Эли Хемзи проводил Калли до двери.

— Спасибо вам. Спасибо, что нашли время заглянуть ко мне. Я должен все хорошенько обдумать. Я с вами свяжусь.

На прощание они обменялись крепким рукопожатием.

— Я остановился в «Плаза», — сказал Калли. — И завтра утром улетаю в Вегас. Поэтому я буду вам очень признателен, если вы позвоните мне сегодня вечером.

Но позвонил ему Чарльз Хемзи. Пьяный и веселый.

— Калли, ну до чего же ты умен! Я не знаю, как тебе это удалось, сукин ты сын, но брат просил передать тебе, что все в ажуре. Он полностью с тобой согласен.

У Калли отлегло от сердца. Эли Хемзи позвонил кому следовало. И Гронвелт, похоже, во всем его поддержал. Волна благодарности и любви к Гронвелту захлестнула Калли.

— Отлично. Жду тебя в Вегасе в конце месяца. Ты получишь незабываемые впечатления.

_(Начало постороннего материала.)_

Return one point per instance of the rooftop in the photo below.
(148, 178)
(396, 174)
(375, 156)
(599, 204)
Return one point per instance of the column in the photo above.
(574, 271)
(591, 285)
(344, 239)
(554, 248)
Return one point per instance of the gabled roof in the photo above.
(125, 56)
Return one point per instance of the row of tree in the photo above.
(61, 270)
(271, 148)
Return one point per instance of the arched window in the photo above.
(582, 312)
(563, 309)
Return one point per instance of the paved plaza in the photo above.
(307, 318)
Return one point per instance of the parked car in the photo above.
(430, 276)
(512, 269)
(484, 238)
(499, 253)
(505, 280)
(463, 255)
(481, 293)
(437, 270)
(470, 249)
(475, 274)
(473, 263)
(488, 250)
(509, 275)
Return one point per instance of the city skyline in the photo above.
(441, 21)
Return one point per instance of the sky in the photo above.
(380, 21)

— Обязательно прилечу, — пообещал Чарльз. — И не забудь про танцовщицу.

— Будь спокоен.

Калли оделся, спустился в ресторан. Из автомата в холле позвонил Мерлину:

— Вопрос решен, произошло недоразумение. Все у тебя будет в порядке.

Голос Мерлина донесся издалека, не переполненный благодарностью, как рассчитывал Калли.

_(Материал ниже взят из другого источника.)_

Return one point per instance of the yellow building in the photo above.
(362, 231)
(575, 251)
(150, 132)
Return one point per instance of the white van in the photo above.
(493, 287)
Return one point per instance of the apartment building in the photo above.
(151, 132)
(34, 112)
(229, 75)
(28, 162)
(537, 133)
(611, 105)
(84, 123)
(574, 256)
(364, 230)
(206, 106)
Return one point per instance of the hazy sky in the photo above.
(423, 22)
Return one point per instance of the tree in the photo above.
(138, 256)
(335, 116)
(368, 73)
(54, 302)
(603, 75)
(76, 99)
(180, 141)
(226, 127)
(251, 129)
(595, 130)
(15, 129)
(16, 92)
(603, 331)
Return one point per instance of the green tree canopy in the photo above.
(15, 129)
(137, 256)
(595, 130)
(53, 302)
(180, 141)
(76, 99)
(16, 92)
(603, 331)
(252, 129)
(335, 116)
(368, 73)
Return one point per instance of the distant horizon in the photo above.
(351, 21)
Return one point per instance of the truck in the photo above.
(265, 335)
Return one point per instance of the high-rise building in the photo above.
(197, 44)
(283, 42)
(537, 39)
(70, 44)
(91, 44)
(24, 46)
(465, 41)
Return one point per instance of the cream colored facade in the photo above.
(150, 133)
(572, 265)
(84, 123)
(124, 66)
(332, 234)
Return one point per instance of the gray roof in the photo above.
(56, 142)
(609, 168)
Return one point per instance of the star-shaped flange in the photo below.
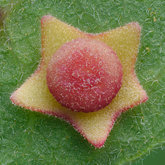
(94, 126)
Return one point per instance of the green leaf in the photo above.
(32, 138)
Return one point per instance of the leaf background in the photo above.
(32, 138)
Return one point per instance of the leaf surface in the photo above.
(32, 138)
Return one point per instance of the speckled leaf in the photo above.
(32, 138)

— Спасибо. Надеюсь в скором времени увидеться с тобой в Вегасе. — И в трубке раздались гудки отбоя.

Глава 22

Для меня Калли Кросс действительно все уладил, а вот бедного, патриотически настроенного Фрэнка Элкоре Большое жюри признало виновным и передало его дело в суд. Элкоре уволили со службы, судили и вынесли обвинительный приговор. Год тюрьмы. Неделей позже майор пригласил меня в свой кабинет. Он не злился на меня, наоборот, на его губах играла веселая улыбка.

— Не знаю, как тебе это удалось, Мерлин, но ты вышел сухим из воды. Поздравляю. Мне, конечно, на все наплевать, но я считаю, что это чистое издевательство. В тюрьму следовало сажать этих засранцев. Я рад за тебя, но мне приказано взять все под строгий контроль, чтобы ничего такого больше не повторилось. А теперь я обращаюсь к тебе как друг. Ни к чему не принуждаю. Мой тебе совет, уйди с государственной службы. Немедленно.

Его слова неприятно поразили меня. Я-то думал, что все трудности позади, а получилось, что я остался без работы. Как же теперь оплачивать счета? На что содержать жену и детей? Как расплачиваться за новый дом на Лонг-Айленде, в который я собирался вселиться через несколько месяцев?

Я постарался не выказывать своих чувств, когда спросил:

— Почему я должен уходить, ведь Большое жюри оправдало меня?

Майор, должно быть, читал мои мысли. В свое время Джордан и Калли говорили, что у меня все написано на лице. Потому что ответил он мне с грустью в голосе:

— Я желаю тебе добра. Начальство наверняка пришлет в арсенал людей из службы безопасности. ФБР тоже не успокоится. И резервисты будут пытаться использовать тебя, чтобы добиться для себя каких-то выгод. В надежде, что ты поможешь им, как помогал раньше. То есть угольки будут тлеть. А если ты уйдешь, все быстро успокоится. Следователи сбавят прыть, им не под кого будет копать.

Я хотел спросить насчет других администраторов, которые тоже брали взятки, но майор меня опередил:

— Я знаю, что по меньшей мере десять человек, занимающих ту же должность, что и ты, собираются подать заявление об уходе. Некоторые уже подали. Поверь, я на твоей стороне. И у тебя все будет хорошо. Ты только теряешь время на этой работе. В твоем возрасте тебе пора занять более высокое положение.

Я кивнул. Потому что склонялся к тому же мнению. В жизни я достиг немногого. Да, опубликовал роман, но получал на службе лишь сто долларов в неделю. Да, еще три или четыре сотни в месяц добавляли авторские гонорары, но золотой ручеек взяток иссяк, так что мне следовало подумать о новом источнике дохода.